そんな中にあって幸いにも、練習場として使用している県民総合運動公園のグラウンドやクラブハウスに被害はなく、チームは12日以降も京都戦に向けて通常通りトレーニングを行ってきた。まだ具体的な内容は検討されている段階だと思われるが、クラブは来週以降、県内での復旧活動に協力することを公式サイトで発表している。大変な取組みとなるが、その前にまずは今週末に臨む一戦で、少しでも県民に明るい話題と、前向きになれる力を届けたい。それがこのクラブが果たすべき役割の1つでもあるからだ。
さて、チーム状況に関して触れれば、シーズン序盤の勝てなかった時期を完全に脱し、今季最大の目標であるプレーオフ圏進出に向け加速し始めたと言っていいだろう。前節の岐阜戦は、開幕から連続出場だった廣井友信を始め負傷による欠場が出たなか、14試合ぶりに先発した大迫希の今季2点目で先制、さらに4試合連続弾となる武富孝介の今季10点目で追加点を挙げ、後半に押し込まれたものの全員で無失点に抑えて、高木琢也監督就任以来、初めての3連勝を達成した。また、膝の手術で長期離脱していたキャプテンの藤本主税も交代出場ながら復帰し、6試合負けなしという状況で今節を迎える。

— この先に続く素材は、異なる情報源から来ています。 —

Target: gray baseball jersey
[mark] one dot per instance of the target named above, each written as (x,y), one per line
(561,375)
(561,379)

対する京都。今季は昇格のみならず、優勝候補の筆頭と目されており、前半は苦しんだものの16節には首位に立った。しかし17節の富山戦に引き分けて以降、前節まで実に7試合、勝利から遠ざかって現在8位。FW陣は負傷者がいたりした状況で軸が定まっていなかったようであるが、前回対戦でも得点を挙げた宮吉拓実をはじめ、原一樹、そして昨シーズン熊本でプレーした長沢駿らタレントが揃う。失点は熊本とさほど変わらないものの得点は11点多く、宮吉と並んで7得点を挙げている中村充孝、工藤浩平、中山博貴、チョン ウヨンといった中盤の選手が非常に近い距離で絡んで攻撃を組み立て、また時には前線にも顔を出しながら、徹底してパスで崩しにかかる。ボール支配率やパス本数はJ2ではやはり屈指で、ここ数試合の課題はそうした形から迎えるチャンスをしっかり決めるということにあるようだ。

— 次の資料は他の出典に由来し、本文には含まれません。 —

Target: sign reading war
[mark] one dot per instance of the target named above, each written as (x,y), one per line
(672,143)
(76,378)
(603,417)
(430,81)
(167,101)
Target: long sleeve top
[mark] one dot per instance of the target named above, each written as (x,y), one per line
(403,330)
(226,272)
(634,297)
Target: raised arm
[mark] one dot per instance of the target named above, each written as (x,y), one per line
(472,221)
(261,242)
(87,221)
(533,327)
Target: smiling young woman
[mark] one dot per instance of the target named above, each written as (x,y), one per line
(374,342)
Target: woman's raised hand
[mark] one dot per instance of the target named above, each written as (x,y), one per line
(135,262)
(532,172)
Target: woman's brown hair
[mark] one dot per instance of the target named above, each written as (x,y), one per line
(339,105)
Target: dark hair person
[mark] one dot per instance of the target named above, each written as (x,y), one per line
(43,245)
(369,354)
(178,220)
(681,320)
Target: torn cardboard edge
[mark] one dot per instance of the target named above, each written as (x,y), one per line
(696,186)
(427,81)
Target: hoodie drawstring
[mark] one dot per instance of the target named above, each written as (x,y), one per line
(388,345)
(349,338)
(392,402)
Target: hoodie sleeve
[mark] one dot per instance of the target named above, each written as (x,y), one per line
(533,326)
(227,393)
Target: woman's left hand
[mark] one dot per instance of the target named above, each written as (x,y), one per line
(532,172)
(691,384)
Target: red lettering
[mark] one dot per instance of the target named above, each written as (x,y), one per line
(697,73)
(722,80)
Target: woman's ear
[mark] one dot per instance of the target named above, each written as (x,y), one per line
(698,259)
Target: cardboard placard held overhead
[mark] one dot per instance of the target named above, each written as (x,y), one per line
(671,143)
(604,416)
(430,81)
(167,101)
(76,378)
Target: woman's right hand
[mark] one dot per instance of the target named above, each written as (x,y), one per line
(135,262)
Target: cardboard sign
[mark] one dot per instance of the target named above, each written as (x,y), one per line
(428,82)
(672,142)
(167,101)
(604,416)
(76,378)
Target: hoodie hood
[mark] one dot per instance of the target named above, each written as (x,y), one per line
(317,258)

前回・3節の対戦で0−2と敗れた熊本にとっては、「同じ失敗はしてはいけない」(高木監督)試合。前回は左右からのクロスで失点したため、その対応もさることながら、この京都の洗練されたパスワークをいかに分断するかが最大のポイント。今週のトレーングでもチームとしての守備に時間をかけていた様子で、高木監督もチャレンジ&カバーを強調していた。京都のつなぎに対してスペースを埋めるだけでは消極的になってしまう一方、「1人で奪いに行ってもかわされる」(養父雄仁)ため、整ったポジションからグループでの対応をベースにしつつ、どこかで思い切った判断をしてボールを取りに行くことで、相手のリズムを崩すことも必要だ。そうしたチャレンジを無駄にしない意味でもカバーリングの重要性が増すとあって、「3バックの距離感と、ウイングバックをしっかり声で動かすことが大事」と筑城和人、矢野大輔らは口を揃える。
一方の攻撃は、片方のサイドに密集してゲームを作る京都の特徴を踏まえ、ボールを奪ってからの早い切り替えで逆サイドの薄いスペースに展開することが有効となる。ただ、攻撃に転じても中途半端な場所で奪い返されては逆に京都のパスワークの餌食となるため、「前後もコンパクトになるように押し上げる」(吉井孝輔)ことも不可欠。その上で、攻めきれなければ作り直してフィニッシュで終わることを心がけたいが、「自分がシュートできてるのは、チームとしてその前の形まで作れているから」とチーム最多10得点の武富が話す通り、自信を持って攻め、流れを掴みたい。得点に結びつかずとも、狙いとする形をしつこく粘り強くやり続け、相手のミスを誘ったり消耗させたりできるか。「スペースを狙うときと、全体を使ってボールを回すとき、その使い分けができれば相手を走らせることもできると思う」と吉井。仮に拮抗した展開になれば、そうしたことの積み重ねがゲームの結果を左右しかねない。KKウイングのピッチが非常に素晴らしいのは確かだが、ウェットなピッチ状態になれば尚のこと、そうしたメンタルのタフさが勝敗を分ける割合は高まろう。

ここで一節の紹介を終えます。